Monday, 16 July 2018: 19:42
Oral Presentation
Alexander RUSER, Zeppelin University, Friedrichshafen, Germany
Climate Skepticism and denial have been regarded as a US American phenomenon. Perhaps the one situation symbolizing the utter denial of climate change came in February 2015. Oklahoma Senator and author of the bestseller The Greatest Hoax: How the Global Warming Conspiracy Threatens Your Future Jim Inhofe tossed a snowball to the Senates Floor to ‘prove’ that climate change is a hoax. Senator Inhofe´s dramatic gesture not only got a lot of media attention but also set the stage for the next round in the ever more fierce controversy on climate politics in the US. The towering importance of conservative think tanks in creating the impression of scientific dissent and political dispute over the existence and the implications of anthropogenic climate change is well documented for the US. But also in Europe, self-appointed trailblazer in climate protection, climate skeptics are on the rise – not least due to the growing success of nationalist and climate sceptic parties in recent years like the democratic Unionist Party in the UK. With the latest electoral successes of right-wing party “Alternative for Germany” (AFD) a party made into the federal parliament that promises to abandon the decarbonizing the economy and to “remove the stigma of a pollutant from CO2” (AFD Manifesto 2016).
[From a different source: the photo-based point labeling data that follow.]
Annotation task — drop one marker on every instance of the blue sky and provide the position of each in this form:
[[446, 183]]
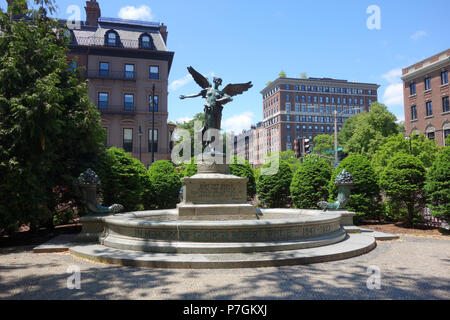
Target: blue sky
[[245, 40]]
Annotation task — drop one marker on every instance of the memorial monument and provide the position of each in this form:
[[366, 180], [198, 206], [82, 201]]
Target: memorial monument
[[214, 226]]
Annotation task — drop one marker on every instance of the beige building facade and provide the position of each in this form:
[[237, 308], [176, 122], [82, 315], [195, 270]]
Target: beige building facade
[[127, 66]]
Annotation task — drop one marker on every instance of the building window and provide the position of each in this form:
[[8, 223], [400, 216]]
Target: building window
[[445, 104], [429, 108], [103, 98], [413, 113], [444, 77], [154, 72], [103, 69], [128, 102], [112, 38], [427, 83], [146, 42], [446, 133], [412, 88], [128, 140], [156, 100], [129, 71], [155, 141]]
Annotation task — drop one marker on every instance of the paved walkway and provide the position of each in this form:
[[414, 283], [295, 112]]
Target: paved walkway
[[411, 268]]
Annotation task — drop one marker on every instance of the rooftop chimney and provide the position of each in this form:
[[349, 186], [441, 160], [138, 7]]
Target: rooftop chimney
[[92, 13], [164, 33]]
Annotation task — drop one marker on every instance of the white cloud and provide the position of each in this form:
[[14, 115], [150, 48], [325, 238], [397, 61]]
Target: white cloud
[[239, 122], [393, 76], [419, 34], [177, 84], [131, 12], [393, 95], [184, 119]]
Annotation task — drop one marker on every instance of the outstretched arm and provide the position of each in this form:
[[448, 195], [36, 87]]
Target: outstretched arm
[[225, 99], [191, 96]]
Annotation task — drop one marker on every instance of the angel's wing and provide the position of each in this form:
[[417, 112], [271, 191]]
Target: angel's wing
[[199, 78], [235, 89]]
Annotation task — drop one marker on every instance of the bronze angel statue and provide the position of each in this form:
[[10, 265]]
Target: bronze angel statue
[[215, 98]]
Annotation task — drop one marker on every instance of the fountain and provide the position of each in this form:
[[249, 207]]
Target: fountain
[[215, 227]]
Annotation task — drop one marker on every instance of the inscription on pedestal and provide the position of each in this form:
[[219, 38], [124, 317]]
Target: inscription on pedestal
[[212, 191]]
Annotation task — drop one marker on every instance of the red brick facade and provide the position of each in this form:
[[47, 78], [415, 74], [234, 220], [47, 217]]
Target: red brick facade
[[436, 122]]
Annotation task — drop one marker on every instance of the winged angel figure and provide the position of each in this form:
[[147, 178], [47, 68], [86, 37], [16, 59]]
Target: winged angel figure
[[215, 98]]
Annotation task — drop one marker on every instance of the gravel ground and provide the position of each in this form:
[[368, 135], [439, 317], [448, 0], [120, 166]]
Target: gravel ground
[[411, 268]]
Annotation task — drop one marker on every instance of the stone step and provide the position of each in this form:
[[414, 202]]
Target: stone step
[[123, 243], [353, 245]]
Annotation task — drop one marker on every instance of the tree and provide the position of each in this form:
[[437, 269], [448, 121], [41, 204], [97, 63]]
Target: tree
[[291, 159], [166, 184], [189, 125], [322, 143], [124, 180], [240, 168], [368, 130], [365, 194], [245, 170], [403, 181], [310, 182], [49, 130], [424, 149], [273, 190], [437, 186]]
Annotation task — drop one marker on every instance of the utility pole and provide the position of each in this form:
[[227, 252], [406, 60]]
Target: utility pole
[[140, 143], [335, 139], [153, 124]]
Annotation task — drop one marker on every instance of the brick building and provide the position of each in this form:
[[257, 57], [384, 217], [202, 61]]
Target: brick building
[[303, 108], [426, 96], [123, 60]]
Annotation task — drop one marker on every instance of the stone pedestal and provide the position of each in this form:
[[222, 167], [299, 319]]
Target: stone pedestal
[[214, 192]]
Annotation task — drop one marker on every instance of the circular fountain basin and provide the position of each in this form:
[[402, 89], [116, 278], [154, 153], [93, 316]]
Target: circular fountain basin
[[270, 230]]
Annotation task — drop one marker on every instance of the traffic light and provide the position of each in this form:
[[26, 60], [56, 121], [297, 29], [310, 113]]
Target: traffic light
[[342, 156], [306, 146], [297, 150]]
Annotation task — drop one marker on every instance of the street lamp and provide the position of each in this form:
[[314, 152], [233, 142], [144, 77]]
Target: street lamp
[[336, 159], [410, 146], [153, 123], [140, 143]]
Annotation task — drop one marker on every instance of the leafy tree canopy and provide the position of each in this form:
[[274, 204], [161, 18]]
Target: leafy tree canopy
[[424, 149], [49, 130], [367, 131], [310, 182], [437, 186]]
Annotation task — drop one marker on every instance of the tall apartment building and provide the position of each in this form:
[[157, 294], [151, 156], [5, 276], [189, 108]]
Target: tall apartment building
[[303, 108], [426, 95], [124, 60], [249, 145]]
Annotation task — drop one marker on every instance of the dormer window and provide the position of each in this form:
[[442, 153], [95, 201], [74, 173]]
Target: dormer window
[[146, 41], [112, 38]]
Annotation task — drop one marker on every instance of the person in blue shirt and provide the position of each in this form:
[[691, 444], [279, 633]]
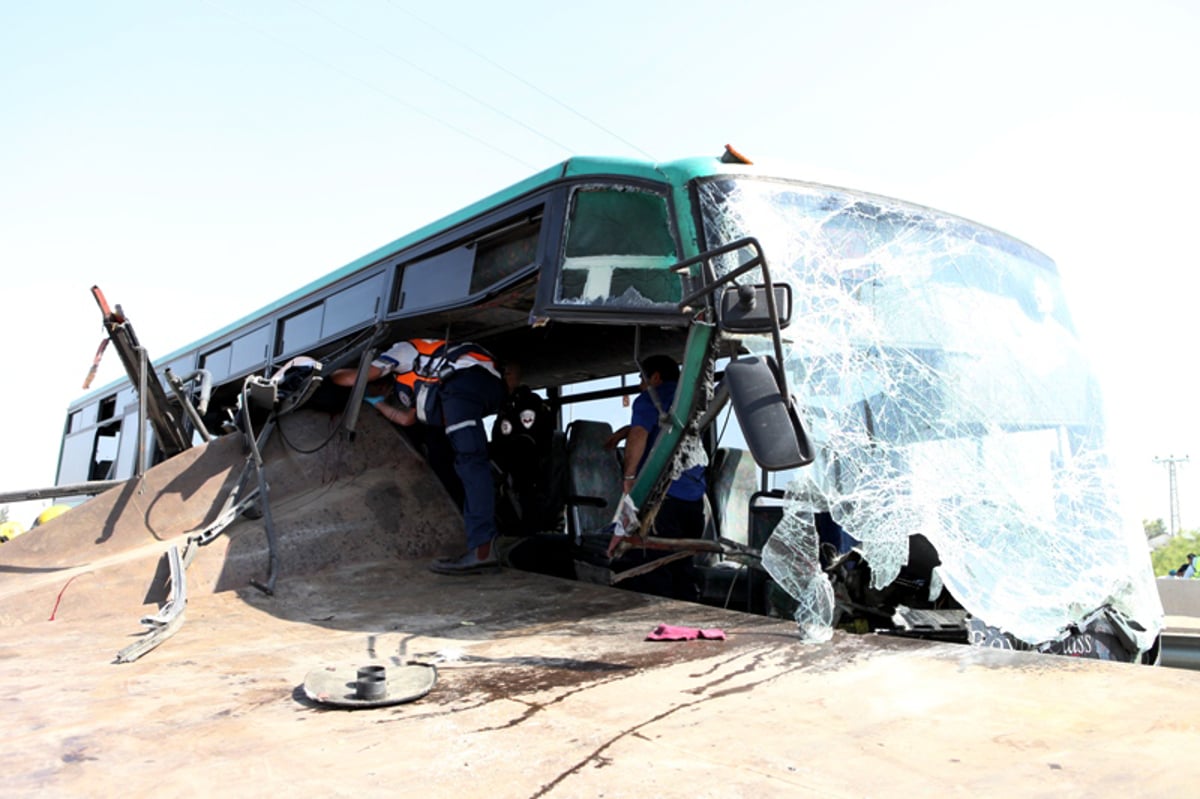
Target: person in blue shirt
[[682, 514]]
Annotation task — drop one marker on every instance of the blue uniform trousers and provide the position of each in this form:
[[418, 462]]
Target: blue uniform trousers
[[468, 396]]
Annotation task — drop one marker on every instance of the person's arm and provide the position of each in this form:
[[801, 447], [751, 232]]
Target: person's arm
[[403, 416], [635, 446]]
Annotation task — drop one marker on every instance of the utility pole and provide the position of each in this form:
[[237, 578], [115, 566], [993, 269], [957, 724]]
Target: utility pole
[[1171, 461]]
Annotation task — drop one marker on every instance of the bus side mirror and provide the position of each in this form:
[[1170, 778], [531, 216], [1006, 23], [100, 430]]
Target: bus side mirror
[[745, 310]]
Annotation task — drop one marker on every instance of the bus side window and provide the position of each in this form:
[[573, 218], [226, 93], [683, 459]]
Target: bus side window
[[619, 248]]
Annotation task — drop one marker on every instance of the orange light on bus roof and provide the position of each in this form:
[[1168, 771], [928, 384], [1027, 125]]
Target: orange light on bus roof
[[733, 156]]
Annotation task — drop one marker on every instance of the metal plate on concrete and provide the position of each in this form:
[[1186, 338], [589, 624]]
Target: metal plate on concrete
[[339, 685]]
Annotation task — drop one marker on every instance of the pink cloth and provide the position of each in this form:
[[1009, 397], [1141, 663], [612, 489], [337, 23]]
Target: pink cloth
[[675, 632]]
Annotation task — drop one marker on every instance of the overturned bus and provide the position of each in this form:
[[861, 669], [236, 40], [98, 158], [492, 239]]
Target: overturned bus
[[918, 442]]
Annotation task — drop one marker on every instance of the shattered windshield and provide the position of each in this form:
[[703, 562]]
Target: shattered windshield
[[937, 371]]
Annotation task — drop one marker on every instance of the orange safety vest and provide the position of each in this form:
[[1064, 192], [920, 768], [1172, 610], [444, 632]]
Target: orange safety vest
[[433, 364]]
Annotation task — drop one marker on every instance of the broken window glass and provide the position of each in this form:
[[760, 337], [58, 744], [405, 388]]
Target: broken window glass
[[945, 390], [619, 250]]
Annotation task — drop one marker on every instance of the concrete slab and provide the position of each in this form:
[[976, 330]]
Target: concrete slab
[[547, 688]]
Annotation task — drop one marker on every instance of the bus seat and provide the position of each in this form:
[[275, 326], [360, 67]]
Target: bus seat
[[735, 480], [593, 474]]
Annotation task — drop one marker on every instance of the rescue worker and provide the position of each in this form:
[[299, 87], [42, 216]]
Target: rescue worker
[[450, 389], [682, 512]]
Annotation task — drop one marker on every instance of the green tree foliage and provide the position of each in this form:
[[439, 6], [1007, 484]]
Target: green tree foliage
[[1175, 553]]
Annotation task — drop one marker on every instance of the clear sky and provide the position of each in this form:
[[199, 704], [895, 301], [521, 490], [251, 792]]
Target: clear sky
[[201, 158]]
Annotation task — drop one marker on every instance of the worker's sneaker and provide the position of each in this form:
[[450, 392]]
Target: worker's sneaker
[[475, 560]]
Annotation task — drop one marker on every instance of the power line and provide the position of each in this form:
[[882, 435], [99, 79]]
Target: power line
[[519, 78], [1170, 463], [435, 77]]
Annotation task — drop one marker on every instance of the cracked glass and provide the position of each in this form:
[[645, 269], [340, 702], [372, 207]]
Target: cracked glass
[[937, 371]]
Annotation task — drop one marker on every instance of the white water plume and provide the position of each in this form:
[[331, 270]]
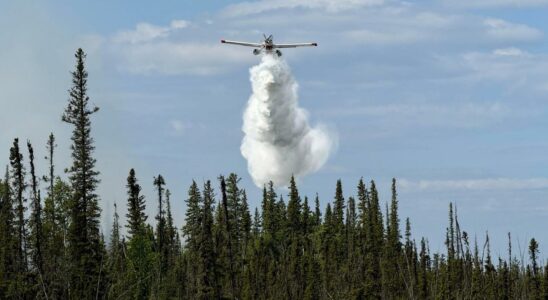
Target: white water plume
[[278, 140]]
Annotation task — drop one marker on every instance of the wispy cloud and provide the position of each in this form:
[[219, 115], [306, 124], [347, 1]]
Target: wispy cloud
[[145, 32], [461, 115], [496, 3], [249, 8], [475, 184], [503, 30]]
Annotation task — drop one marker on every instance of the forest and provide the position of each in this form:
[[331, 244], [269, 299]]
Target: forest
[[52, 247]]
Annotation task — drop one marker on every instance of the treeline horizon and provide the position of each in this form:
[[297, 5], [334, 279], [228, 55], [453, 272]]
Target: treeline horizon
[[51, 245]]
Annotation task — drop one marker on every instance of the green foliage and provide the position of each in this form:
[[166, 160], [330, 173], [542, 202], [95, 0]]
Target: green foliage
[[288, 250]]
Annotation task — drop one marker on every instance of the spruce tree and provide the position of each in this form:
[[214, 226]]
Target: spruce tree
[[208, 287], [8, 237], [19, 186], [136, 216], [36, 232], [86, 247]]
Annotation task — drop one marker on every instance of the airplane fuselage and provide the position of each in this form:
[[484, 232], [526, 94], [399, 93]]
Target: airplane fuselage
[[267, 46]]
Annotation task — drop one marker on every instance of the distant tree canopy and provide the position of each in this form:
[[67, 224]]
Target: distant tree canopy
[[285, 250]]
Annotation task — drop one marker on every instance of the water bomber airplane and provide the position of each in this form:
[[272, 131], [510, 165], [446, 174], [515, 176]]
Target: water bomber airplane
[[268, 46]]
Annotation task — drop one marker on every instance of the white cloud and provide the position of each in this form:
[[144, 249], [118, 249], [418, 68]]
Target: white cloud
[[460, 115], [475, 184], [496, 3], [512, 51], [249, 8], [145, 32], [175, 58], [503, 30]]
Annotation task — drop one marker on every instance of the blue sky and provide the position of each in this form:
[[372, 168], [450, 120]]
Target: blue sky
[[449, 97]]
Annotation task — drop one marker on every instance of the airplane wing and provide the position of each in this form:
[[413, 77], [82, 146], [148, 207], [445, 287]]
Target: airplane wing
[[241, 43], [295, 45]]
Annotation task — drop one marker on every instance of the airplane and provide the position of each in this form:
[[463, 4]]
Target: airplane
[[268, 46]]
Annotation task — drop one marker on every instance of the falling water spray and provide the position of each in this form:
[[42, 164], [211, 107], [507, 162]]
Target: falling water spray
[[278, 141]]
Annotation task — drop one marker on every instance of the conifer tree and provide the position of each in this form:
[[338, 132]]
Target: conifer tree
[[86, 248], [136, 216], [36, 222], [208, 287], [8, 244], [140, 255], [116, 260], [19, 186]]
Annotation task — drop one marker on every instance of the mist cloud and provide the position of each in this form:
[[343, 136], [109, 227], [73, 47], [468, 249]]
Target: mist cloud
[[278, 141]]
The rise of climate sceptic parties and their strategies to challenge scientific authority and the role of the media is beginning to influence climate skeptic action groups. The contribution outlines a conceptual framework for analyzing and provides some empirical evidence for mapping emerging networks of climate skepticism in Germany thus contributing to a better understanding of the prospects of climate skepticism and denial in Europe.